Un peu de tout en somme, comme la vie. Par quoi commencer ?

1) Par l’envie de tout casser, tiens.

L’increvable, incorruptible, le politiquement incorrect Bob Siné est toujours aussi énervant, et j’aime me faire énerver par lui.

J’aimais bien Siné semant sa zone dans Charlie Hebdo… (Mais Philippe Val l’a viré.)

J’aimais bien Siné semant sa zone dans Siné Hebdo… (Mais j’avoue qu’à part les éditos du bonhomme, je ne lisais guère son canard – je m’y étais abonné par principe… Bon, il n’existe plus.)

J’adore la zone semée en long  large et travers dans l’autobiographie de Siné, Ma vie mon oeuvre mon cul, un feu d’artifice d’une extraordinaire liberté, un chef d’œuvre dans son genre, et au fond un genre à lui tout seul.

J’aime Siné quand il sème sa zone en plein jazz

Et j’aime toujours Siné, à présent qu’il sème sa zone sur Internet. Il sème, je récolte. Je trie, tout de même. Mais globalement, je me marre quand il commente l’époque. Je prélève par exemple ce commentaire dans sa zone de cette semaine :

Le groupe LVMH, dirigé par Bernard Arnaud, ami intime de Sarko-la-peste, vient d’accueillir deux petites nouvelles au sein de son conseil d’administration : Bernadette Chirac, bombardée « ambassadrice du luxe » (sic) et Florence Woerth, nommée au conseil de surveillance de la société Hermès, filiale de LVMH. Florence Woerth recevra 400000 € par an, Bernadette seulement 65000. Est-ce que vous avez comme moi, chers lecteurs, parfois des envies de tout casser ?

Bien sûr que je l’ai, l’envie, et Siné me la fouette chaque semaine. Il est démago ? De mauvais goût ? Vulgaire ? Ah, tout est affaire d’échelle : il l’est beaucoup moins que la clique au pouvoir, Sarko-Woerth-Chirac-Arnaud (ce dernier étant peut-être le plus influent en France, alors qu’il n’a pas été élu), qui nous explique qu’il faut trimer deux ans de plus et de l’autre main continue tout raide de toucher ses dividendes au beau milieu de la crise partout-partout (dans la rue, sur les routes, dans les lycées, dans les cités, dans les stations services…).

2) Vulgarité, justement. On change de genre, on change de blog, mais pas de sujet : où placer le curseur de la vulgarité ?

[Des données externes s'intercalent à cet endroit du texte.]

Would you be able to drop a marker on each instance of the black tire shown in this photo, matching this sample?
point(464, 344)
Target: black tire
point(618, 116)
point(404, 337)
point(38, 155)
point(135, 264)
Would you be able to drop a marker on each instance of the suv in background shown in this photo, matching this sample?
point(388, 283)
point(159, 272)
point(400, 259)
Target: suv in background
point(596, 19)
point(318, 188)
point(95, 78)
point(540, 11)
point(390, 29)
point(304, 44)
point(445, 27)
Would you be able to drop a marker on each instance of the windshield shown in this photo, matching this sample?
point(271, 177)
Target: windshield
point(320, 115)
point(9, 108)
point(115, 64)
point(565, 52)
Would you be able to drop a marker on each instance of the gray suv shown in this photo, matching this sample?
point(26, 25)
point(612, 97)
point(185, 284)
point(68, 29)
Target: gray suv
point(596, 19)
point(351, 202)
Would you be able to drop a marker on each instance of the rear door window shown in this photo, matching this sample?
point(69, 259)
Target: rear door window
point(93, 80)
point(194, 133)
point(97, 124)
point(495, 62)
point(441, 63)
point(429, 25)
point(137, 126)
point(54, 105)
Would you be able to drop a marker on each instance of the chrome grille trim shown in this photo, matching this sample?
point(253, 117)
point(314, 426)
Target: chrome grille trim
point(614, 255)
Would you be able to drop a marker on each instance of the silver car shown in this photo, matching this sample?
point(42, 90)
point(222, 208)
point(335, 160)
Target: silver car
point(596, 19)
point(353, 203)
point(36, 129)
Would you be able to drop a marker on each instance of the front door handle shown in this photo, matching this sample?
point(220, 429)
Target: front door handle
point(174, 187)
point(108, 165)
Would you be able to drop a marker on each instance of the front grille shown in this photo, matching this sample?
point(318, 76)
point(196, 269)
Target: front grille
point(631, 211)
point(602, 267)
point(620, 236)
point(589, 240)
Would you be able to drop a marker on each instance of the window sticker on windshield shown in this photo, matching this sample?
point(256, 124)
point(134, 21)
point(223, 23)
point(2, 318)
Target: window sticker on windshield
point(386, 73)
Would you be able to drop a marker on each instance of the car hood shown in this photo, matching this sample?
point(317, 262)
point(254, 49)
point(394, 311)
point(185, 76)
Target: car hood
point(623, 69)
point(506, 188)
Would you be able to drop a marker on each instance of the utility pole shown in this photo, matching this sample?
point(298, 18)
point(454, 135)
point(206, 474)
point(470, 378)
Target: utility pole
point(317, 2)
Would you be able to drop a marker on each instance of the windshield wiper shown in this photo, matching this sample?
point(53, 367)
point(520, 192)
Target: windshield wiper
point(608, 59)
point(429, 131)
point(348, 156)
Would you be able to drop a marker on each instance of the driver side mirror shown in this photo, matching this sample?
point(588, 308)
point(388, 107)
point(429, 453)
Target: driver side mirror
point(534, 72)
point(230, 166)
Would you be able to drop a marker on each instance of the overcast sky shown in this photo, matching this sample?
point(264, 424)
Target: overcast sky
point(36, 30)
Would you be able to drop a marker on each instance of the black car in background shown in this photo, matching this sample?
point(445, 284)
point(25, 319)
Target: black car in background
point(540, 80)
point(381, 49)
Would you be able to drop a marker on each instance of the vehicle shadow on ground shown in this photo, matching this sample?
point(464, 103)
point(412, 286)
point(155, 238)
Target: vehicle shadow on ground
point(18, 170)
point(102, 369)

Je reçois la revue de presse hebdomadaire du CRILJ, Centre de Recherche et d’Information sur la Littérature pour la Jeunesse. Je lis chaque lundi cette documentation, soit attentivement, soit distraitement… jamais avec passion. Jusqu’à ce jour ! Jusqu’à un certain article, déniché et froidement retransmis par le CRILJ comme si de rien n’était, un article intitulé Censurer les livres pour enfants ?. D’ordinaire, l’essentiel du courrier du CRILJ est constitué d’échos professionnels et savants, notamment les programmes de tous ces colloques qui décortiquent savamment les œuvres pour la jeunesse, le CRILJ appelle à communication, et donne rendez-vous pour discuter entre gens de bonne compagnie du pourquoi et du comment des livres pour enfants, il distribue en somme les horaires des messes et prêche les convaincus. Cet article-là ? Rien à voir ! Un autre son de cloche tout à fait ! Une vraie douche froide ! Allez donc voir le blog en question

Censurer les livres pour enfants ? est un redoutable cas d’école qui m’a mis en rogne comme rarement, un concentré d’a priori et de conventions qu’on supposait d’arrière garde… Une conception « édifiante » du livre jeunesse qu’on croyait d’avant la guerre (laquelle ?)… Voir dans le délicieux album pour touts-petits Ma culotte d’Alan Mets un dangereux fauteur de »vulgarité » et de « style texto », quelle énormité ! Quelle ignorance ! Ce livre date de 1997, alors que le « style texto » n’existait même pas ! Autant voir du SMS dans la première phrase de Zazie dans le métro (1959) : « Doukipudonktan ? » Roman d’une grande vulgarité, au reste.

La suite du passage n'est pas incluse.